Hi Matt. There are two possibilities.

  1. Do you have 'enable_cache=True' set in the PipelineDecorator? That needs to be enabled in order for the component to reuse artifacts created from prior runs. Also, caching is not supported with BigQuery.
@PipelineDecorator(
    pipeline_name='chicago_taxi_simple',
    enable_cache=True,
    metadata_db_root=_metadata_db_root,
  1. However, I expect you are experiencing a different issue. Airflow will dutifully run the components even if the artifacts have been cached. When you look at the airflow DAG in the UI, you only see the component not the internal decisions made by the component. If you look at the airflow logs, you should see a message that the executor (the module that does the actual work) is skipped.

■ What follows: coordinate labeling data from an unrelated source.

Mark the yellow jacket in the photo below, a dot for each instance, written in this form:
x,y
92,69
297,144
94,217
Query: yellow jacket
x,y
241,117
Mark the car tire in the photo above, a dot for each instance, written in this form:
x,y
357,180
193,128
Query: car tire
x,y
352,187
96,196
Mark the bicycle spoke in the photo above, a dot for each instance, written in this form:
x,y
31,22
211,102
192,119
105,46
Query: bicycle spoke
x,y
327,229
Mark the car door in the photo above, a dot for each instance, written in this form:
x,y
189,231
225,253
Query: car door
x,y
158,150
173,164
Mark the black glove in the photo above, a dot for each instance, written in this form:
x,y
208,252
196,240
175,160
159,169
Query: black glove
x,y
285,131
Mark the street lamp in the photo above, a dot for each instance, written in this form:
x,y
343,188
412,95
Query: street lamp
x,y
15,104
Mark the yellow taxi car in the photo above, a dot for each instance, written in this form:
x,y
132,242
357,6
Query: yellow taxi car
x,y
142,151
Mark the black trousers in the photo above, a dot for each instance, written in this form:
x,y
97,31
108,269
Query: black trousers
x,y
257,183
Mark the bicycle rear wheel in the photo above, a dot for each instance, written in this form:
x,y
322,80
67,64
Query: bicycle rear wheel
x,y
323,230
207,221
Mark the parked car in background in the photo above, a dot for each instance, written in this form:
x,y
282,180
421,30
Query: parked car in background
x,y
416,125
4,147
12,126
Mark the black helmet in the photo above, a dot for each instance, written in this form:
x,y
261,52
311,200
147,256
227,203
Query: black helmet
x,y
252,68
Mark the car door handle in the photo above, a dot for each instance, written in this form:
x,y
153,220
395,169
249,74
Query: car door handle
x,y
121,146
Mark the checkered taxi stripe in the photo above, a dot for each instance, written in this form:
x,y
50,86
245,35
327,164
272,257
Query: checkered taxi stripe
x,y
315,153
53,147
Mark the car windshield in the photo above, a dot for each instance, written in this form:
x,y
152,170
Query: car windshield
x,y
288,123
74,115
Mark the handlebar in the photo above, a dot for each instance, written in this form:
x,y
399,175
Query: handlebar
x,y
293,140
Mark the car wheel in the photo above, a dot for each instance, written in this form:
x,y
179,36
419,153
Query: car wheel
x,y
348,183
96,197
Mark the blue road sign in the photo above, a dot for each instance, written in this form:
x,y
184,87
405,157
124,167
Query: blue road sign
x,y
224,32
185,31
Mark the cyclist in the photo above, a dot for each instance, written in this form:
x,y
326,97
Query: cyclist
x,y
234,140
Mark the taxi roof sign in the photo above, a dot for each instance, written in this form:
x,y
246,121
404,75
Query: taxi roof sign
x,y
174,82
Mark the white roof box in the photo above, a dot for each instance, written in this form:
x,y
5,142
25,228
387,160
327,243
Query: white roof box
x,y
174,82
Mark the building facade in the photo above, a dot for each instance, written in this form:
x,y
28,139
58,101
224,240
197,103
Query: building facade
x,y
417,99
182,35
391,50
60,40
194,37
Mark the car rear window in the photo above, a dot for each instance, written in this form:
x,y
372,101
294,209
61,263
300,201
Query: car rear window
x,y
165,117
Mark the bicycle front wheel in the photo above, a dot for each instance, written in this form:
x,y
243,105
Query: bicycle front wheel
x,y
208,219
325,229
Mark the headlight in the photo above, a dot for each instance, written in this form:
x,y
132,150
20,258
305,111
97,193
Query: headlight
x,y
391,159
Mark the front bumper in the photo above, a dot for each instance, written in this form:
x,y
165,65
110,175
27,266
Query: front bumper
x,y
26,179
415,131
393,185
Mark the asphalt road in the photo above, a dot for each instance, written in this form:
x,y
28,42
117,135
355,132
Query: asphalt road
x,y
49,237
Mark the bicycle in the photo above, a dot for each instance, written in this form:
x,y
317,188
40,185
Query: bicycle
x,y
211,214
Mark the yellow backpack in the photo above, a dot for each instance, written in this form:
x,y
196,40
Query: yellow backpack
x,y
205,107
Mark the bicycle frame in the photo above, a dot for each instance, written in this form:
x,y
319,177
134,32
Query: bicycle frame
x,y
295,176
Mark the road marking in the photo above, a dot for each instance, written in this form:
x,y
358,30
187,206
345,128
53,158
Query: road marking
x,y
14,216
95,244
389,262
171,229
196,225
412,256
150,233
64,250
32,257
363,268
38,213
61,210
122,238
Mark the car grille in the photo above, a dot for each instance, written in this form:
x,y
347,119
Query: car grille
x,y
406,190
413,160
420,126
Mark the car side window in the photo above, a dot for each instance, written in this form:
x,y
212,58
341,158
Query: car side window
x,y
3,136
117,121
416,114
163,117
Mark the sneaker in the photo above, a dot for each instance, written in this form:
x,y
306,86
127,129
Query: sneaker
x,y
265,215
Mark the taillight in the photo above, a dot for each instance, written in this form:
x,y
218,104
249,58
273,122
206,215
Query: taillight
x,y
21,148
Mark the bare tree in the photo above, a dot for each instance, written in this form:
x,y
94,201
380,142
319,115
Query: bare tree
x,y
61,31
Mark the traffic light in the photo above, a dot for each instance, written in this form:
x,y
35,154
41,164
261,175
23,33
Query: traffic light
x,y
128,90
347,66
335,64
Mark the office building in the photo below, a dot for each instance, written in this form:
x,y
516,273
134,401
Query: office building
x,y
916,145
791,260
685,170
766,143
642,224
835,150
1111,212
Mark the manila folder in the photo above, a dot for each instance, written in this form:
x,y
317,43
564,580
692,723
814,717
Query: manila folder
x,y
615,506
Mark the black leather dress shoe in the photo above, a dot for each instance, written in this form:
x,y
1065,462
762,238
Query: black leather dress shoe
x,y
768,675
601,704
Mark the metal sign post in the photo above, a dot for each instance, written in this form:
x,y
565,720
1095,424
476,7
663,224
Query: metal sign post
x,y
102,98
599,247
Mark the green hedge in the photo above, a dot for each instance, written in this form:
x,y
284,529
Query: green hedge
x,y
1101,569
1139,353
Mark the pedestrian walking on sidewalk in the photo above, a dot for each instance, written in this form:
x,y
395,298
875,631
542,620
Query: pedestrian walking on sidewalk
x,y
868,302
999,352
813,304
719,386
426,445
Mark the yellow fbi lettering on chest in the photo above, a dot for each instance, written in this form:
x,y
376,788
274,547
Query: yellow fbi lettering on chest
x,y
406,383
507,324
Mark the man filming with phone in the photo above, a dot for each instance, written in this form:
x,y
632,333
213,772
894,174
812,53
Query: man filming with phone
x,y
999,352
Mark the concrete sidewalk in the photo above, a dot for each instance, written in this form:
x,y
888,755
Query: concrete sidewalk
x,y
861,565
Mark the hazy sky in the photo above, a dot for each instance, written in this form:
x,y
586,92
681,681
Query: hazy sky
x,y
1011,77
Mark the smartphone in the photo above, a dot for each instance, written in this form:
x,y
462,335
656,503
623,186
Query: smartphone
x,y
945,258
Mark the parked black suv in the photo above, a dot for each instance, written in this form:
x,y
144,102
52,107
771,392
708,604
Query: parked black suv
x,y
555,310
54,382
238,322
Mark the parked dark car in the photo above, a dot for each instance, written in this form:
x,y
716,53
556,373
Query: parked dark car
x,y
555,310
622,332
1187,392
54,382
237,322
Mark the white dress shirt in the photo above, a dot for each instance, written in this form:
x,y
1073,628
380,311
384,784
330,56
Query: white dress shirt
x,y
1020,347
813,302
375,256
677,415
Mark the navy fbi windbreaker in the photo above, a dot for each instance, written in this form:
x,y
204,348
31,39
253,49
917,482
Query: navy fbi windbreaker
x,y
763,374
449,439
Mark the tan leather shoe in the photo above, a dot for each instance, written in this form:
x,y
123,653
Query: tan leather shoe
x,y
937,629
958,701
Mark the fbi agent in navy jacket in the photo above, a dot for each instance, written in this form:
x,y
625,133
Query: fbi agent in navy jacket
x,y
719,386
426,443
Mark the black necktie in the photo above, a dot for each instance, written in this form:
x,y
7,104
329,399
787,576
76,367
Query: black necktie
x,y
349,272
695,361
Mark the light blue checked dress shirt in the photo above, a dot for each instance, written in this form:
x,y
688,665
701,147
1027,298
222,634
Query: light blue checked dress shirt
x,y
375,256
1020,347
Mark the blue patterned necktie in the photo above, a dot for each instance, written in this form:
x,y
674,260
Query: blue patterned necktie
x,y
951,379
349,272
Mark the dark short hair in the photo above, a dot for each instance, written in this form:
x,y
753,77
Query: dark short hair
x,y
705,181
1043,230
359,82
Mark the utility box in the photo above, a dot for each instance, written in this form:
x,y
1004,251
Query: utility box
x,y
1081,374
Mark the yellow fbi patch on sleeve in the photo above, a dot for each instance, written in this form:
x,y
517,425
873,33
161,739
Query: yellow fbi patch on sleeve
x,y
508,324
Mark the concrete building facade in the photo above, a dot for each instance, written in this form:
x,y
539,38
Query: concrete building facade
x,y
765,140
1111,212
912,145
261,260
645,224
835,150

Example log record from uncached run:

[2019-03-11 15:58:12,494] {logging_mixin.py:95} INFO - [2019-03-11 15:58:12,494] {airflow_adapter.py:136} INFO - No cached execution found. Starting executor.
[2019-03-11 15:58:12,494] {python_operator.py:104} INFO - Done. Returned value was: chicago_taxi_simple.Trainer.exec
[2019-03-11 15:58:12,495] {python_operator.py:132} INFO - Following branch chicago_taxi_simple.Trainer.exec

Example log record from cached run:

[2019-03-11 16:09:28,516] {logging_mixin.py:95} INFO - [2019-03-11 16:09:28,516] {base_driver.py:164} INFO - Found cache from previous run.
[2019-03-11 16:09:28,516] {logging_mixin.py:95} INFO - [2019-03-11 16:09:28,516] {airflow_adapter.py:118} INFO - All artifacts found. Publishing to pipeline and skipping executor.
[2019-03-11 16:09:28,526] {python_operator.py:104} INFO - Done. Returned value was: chicago_taxi_simple.Trainer.publishcache
[2019-03-11 16:09:28,526] {python_operator.py:132} INFO - Following branch chicago_taxi_simple.Trainer.publishcache

The small dataset runs almost as fast in the executors as not running at all, which is why you won't see an observable difference between cached and uncached runs. If you get a bigger dataset, like 100M rows, you should see a difference with caching as the bulk of the time will be spent in the executor with less relative time spent between components i.e. Airflow scheduler polling.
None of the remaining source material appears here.